The new year is here and brings with it new opportunities. Some of them are the same as every other year, like Tax-Free Savings Account (TFSA) contributions. However, your decisions about these opportunities can change everything.
What you choose to buy with the $7,000 contribution room this year may not seem like a significant enough decision right now, but it can have massive implications for your nest egg in decades to come.
A safe choice
Fortis (TSX:FTS) is arguably one of the safest Canadian stocks you can put in your TFSA, Registered Retirement Savings Plan (RRSP), or any other account, for that matter. It’s a well-established utility company with a footprint in multiple countries. This presence allows it growth opportunities on multiple fronts.
The company has grown its overall customer numbers at a decent rate from about 3.13 million utility customers in 2014 to 3.5 million in 2023. That’s about 37,000 utility customers annually.

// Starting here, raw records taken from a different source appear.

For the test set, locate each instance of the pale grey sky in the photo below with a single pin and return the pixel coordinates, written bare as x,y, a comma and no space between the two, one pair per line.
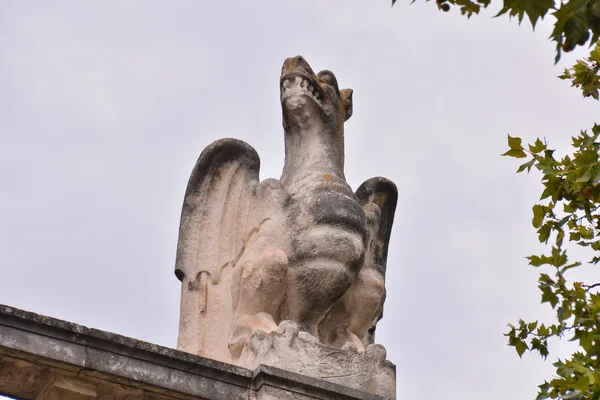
104,108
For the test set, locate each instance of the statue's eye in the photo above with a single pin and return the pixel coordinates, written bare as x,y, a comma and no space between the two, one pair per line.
328,79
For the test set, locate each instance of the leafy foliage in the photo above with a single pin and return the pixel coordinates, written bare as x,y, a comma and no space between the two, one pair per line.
584,74
576,21
568,208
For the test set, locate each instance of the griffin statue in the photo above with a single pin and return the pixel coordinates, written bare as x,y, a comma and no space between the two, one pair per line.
304,248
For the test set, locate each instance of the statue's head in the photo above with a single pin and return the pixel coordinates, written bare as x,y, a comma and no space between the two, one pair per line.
312,100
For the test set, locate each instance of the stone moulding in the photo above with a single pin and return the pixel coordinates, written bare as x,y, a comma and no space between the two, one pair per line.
46,358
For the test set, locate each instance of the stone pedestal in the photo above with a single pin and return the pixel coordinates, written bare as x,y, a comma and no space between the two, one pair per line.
291,350
45,358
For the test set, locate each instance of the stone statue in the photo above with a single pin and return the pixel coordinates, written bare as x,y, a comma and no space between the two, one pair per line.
304,248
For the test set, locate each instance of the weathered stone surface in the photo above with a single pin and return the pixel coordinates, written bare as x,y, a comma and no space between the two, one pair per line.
304,248
289,349
42,358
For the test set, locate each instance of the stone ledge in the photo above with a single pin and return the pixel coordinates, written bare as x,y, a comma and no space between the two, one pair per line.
36,351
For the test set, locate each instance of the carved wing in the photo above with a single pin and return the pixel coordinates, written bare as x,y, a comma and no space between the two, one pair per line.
216,212
383,193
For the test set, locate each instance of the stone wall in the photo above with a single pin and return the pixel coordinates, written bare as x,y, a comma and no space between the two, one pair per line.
45,358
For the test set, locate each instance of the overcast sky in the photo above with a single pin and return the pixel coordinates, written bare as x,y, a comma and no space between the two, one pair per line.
105,107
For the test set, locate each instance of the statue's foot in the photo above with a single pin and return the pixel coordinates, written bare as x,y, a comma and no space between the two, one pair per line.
242,328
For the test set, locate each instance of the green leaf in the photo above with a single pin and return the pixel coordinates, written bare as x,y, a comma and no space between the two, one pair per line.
544,232
585,176
537,147
548,296
527,165
538,216
520,347
535,9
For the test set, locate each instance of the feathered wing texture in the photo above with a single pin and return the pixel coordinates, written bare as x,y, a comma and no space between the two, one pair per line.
215,220
384,194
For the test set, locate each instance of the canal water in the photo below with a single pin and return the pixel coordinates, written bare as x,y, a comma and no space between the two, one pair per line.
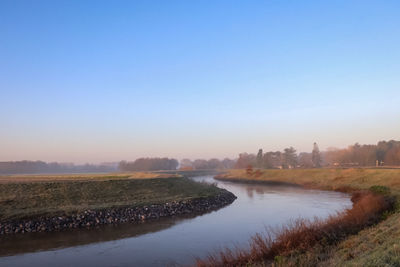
175,241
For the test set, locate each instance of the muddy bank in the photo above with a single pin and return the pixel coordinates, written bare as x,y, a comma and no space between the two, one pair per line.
92,218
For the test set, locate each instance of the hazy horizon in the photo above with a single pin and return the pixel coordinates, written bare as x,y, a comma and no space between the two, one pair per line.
91,82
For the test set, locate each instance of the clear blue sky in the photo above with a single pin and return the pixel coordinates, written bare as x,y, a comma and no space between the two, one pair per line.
94,81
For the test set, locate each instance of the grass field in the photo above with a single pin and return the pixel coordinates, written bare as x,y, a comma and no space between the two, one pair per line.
81,177
30,196
378,245
327,179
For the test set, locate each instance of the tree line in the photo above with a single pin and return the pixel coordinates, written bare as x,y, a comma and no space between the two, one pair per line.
149,164
384,153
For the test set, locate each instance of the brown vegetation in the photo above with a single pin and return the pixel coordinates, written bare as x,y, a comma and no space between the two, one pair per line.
302,235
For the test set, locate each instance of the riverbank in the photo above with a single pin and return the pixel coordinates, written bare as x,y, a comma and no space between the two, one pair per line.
31,205
346,180
338,241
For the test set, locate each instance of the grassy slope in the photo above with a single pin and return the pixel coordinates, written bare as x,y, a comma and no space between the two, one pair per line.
375,246
26,198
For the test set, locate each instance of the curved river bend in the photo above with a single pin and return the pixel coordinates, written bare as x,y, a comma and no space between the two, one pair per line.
174,241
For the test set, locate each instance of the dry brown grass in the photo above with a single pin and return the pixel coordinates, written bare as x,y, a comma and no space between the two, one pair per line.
327,179
81,177
302,235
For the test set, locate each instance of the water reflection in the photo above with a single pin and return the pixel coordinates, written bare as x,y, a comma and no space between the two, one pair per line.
175,240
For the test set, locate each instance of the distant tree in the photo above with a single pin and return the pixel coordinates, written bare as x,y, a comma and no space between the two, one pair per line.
244,160
305,160
149,164
228,163
316,156
259,159
289,158
186,163
249,169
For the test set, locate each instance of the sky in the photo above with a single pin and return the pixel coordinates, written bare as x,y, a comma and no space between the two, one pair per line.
103,81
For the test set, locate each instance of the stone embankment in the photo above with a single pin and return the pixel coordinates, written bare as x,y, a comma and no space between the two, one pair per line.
91,218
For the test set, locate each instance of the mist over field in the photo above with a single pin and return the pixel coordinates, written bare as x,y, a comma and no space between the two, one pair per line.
199,133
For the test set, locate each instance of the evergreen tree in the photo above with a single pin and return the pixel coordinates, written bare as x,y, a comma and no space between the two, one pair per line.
316,156
259,158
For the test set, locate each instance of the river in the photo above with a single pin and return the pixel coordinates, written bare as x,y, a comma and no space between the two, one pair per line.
174,241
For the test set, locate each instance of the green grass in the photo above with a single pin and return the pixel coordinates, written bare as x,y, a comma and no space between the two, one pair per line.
30,199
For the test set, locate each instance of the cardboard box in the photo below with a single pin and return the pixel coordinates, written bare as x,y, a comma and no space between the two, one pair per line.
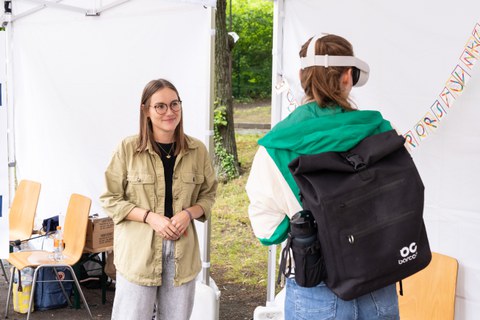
99,233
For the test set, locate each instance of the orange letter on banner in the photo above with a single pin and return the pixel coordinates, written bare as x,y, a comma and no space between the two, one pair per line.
421,131
430,121
447,97
473,45
438,110
468,58
410,139
476,31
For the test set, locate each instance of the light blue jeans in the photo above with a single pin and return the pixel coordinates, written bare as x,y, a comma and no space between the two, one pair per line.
320,303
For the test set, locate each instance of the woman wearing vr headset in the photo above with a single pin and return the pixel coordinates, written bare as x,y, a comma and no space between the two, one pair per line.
327,121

What makes Fortis even safer than a conventional utility company is that the bulk of its assets (99%) and business are regulated, which leads to significant financial stability. One of the reasons Fortis is about to become the second Dividend King in Canada is that it has increased its payouts for 50 consecutive years.
The company also achieved a significant milestone last year — about 33% reduction in its greenhouse gas emissions since 2019 levels. It’s on track to go coal-free by 2032 and net zero in a reasonable time frame. So, unless some aggressive measures and regulations are imposed for this, Fortis may not see any regulatory trouble down the line associated with its carbon footprint.
Return potential
The safety of Fortis comes at a cost. Its returns, especially dividend-based returns, are highly predictable, reliable, and modestly generous. It has a stellar dividend history, and the fact that you can trust it to keep growing its dividends for decades to come makes it a compelling dividend pick.
The 4.1% yield also augments this case, though you can wait for a bear market phase to knock the stock down in 2025 and for the yield to go up to an even more lucrative number.
With $7,000, you can generate a yearly income of $287 with just this year’s contribution. You can use them outside of your TFSA or reinvest them into this or any other company. Its overall return potential (including both dividends and capital appreciation) is modest but highly reliable.
In the last 10 years, the stock has returned about 130% to its investors via dividends and growth, and the chances of the stock returning more in the coming decades are much more significant than the chances of the stock slumping hard (long term) or slashing its dividends.
Foolish takeaway
Fortis is an outstanding stock to park your TFSA contributions for 2025. The stock has a long and consistent history of growing its payouts and capital appreciation in reasonably healthy markets. The last five-year performance of the stock might not be indicative of its long-term growth potential, but it’s there, and it’s worth investing in.